Technically, I was in Minnesota to test out the newest gear from 45NRTH but to get out on the trails, first I would need a bike. As you might expect, with 45NRTH falling under the QBP umbrella, a fleet of Salsa demo bikes was easy to arrange. Thanks to superb wrenching from Salsa demo driver Brian Hanson in extremely cold conditions, we were all dialed in before you could say frostbite. For me, that meant saddling up on a brand new Salsa Mukluk Carbon X1 fat bike build.
First seen at Saddle Drive earlier this year, the Mukluk went through a substantial redesign this year, and this would be my first time testing it out. The conditions may not have warranted the full fat experience, but I was still happy to be on the Mukluk at day’s end…
If you’re familiar with the Mukluk line, there’s no mistaking the fact that this bike has a new frame. Gone are the relatively straight top tube and down tubes, in favor of a carbon design that looks a bit more… droopy. The reasoning seems to revolve around increasing the room in the front triangle for a frame bag as well as providing a low standover height, but from speaking to a few people, it seems like a love it or hate it affair when it comes to the looks. Fortunately, beauty is more than skin deep, or in this case carbon, and the packs a punch when it comes to versatility.
Jumping up from 177 x 12mm to the current 197 x 12mm dropouts, the new Mukluk now has room for 4.8″ tires on 100mm rims. However, Salsa kept the q-factor fairly narrow by using the 177mm cranks on a 100mm threaded bottom bracket but with the chainring flipped for proper chainline. That’s sort of become the standard for fat bikes with bigger tires, though the narrower Q-factor is only available with 1x drivetrains.

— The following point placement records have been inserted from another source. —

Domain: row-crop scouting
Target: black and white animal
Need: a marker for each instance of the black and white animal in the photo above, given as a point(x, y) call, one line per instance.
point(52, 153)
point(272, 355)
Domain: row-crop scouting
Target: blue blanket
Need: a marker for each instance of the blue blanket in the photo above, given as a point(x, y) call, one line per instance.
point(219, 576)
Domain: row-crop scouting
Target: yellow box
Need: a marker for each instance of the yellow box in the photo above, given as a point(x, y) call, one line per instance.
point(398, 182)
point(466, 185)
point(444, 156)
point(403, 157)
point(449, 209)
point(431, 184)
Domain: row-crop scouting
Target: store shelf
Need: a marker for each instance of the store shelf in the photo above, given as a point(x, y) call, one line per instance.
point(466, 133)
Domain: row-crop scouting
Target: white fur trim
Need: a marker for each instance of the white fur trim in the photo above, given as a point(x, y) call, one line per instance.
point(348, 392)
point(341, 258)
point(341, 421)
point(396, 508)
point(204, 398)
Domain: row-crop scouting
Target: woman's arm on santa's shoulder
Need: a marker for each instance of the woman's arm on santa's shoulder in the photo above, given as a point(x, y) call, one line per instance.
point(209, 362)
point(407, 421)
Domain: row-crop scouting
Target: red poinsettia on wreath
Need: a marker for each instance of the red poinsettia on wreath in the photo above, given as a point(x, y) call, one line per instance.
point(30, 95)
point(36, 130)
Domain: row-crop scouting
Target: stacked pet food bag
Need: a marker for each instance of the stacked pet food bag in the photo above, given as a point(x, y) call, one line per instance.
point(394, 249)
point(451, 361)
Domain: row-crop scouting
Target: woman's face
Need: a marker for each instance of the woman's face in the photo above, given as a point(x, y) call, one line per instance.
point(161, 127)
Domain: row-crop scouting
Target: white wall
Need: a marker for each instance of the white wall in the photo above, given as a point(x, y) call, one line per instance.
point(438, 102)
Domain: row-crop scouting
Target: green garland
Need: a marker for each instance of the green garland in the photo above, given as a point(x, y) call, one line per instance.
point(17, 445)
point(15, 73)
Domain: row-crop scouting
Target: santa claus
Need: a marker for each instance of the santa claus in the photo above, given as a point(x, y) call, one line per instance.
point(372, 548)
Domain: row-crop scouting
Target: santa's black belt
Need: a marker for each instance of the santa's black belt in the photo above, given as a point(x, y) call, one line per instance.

The Mukluk is also 2x compatible with a removable direct mount front derailleur bracket, but then it requires a wider q-factor crank.
All this adds up to a frame that will my favorite fat bike tires – the 45NRTH Flowbeist/Dunderbeist combo. In stock form, this bike is speced with Dillinger 5s, but for our time in Cuyuna, the Mukluk was running the 26 x 4.6″ rubber on the stock Surly My Other Brother Darryl 80mm rims. While the trails didn’t have enough snow for grooming, the Beist combo proved to be a solid ally in riding aggressively and being able to mostly ignore the random ice patches in the middle of the trail.
Elsewhere, the frame adds top tube mounts for a top tube bag, as well as internal dropper routing and two bottle cage mounts inside the front triangle. Fitted with Alternator dropouts v2.0, the frame has two fixed positions with the shortest setting allowing 4.7″ tires on 70mm rims with a chainstay length of 432mm. Or in this case, a 4.6″ tire on an 80mm rim. Even with the bigger tires fitted, the new Mukluk feels just as zippy as the older versions and was a blast to ride on the trails.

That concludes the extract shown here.